Obviously this isn't universally true: there are things we have to buy, like food and shelter, and so those industries ought to be more carefully regulated (and they are!), but we're talking about video games, which are a luxury leisure purchase.
> Engaging with the democratic process means changing laws, which requires the consent of lawmakers…
You have it wrong, lawmakers are elected by the consent of their constituents to represent them. In a democracy people are not at the mercy of lawmakers but rather lawmakers are employed by the people.
> Those laws might also have negative side effects that we didn't anticipate, and changing the law once it's enacted is very difficult.
This nihilism is overrated, of course people have to change things and should change them rather than refusing to do anything because of some “fear” of change.

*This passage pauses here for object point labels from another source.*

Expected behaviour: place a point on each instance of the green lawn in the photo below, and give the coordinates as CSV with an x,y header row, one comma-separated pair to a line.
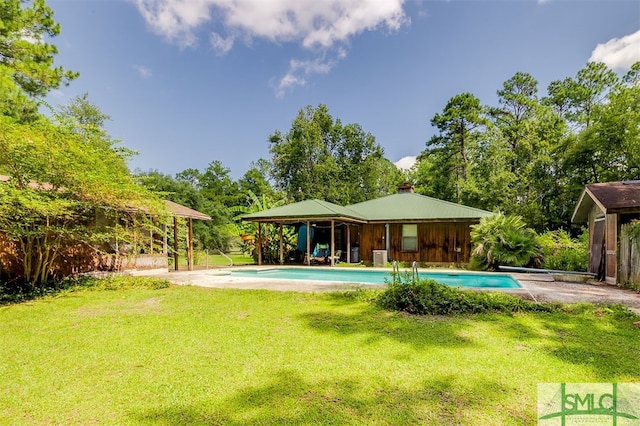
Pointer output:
x,y
187,355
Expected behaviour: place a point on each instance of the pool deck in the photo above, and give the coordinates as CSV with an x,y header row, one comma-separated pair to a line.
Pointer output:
x,y
539,287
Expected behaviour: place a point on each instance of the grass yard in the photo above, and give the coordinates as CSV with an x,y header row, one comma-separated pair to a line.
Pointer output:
x,y
187,355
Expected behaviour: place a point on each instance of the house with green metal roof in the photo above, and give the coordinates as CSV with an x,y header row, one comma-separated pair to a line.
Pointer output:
x,y
405,227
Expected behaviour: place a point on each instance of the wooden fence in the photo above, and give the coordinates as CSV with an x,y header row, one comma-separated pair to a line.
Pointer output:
x,y
629,257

> Market solutions require no coordinated action, no new laws that could have unintended side effects, and is much more likely to succeed.
If the market was perfect and worked how you described this conversation wouldn’t even be happening.
> Obviously this isn't universally true: there are things we have to buy, like food and shelter, and so those industries ought to be more carefully regulated (and they are!), but we're talking about video games, which are a luxury leisure purchase.
No, we’re talking about ownership and which class of people in society are allowed to “own” goods.
> Does that mean larger wallets get larger votes and smaller wallets smaller ones…?
If it is something that can purchased multiple times from the same wallet, then sure, why not. But in most cases of purchases, one is all someone wants/needs. This would mean that the smaller wallet has the same voting power as the larger wallets.
Steam has done more to normalize digital "ownership" than any other org.
A whole generation of gamers has been brought up to think that they're buying "Steam" games when they're really buying PC games that artificially have a middleman now where one never had to be before.
Steam always treated games as collection items. They understood that gamers wanted to collect games and today most games bought are not even played, they are sold to be collected.
Unfortunately, even when purchased on steam, Ubisoft games will launch through the Ubisoft app (forgot what it's called), where they're free to make you sign up to play and advertise their subscription services to you.
"If you resume your game at another time, your progress file is still there. That's not been deleted. You don't lose what you've built in the game or your engagement with the game. So it's about feeling comfortable with not owning your game."
He could just as well be telling the rest of Ubisoft (and the games industry) that in order for customers to be comfortable you need to not delete things and allow people to keep what they invested in the game, and that if you take things away from them then people won't be comfortable.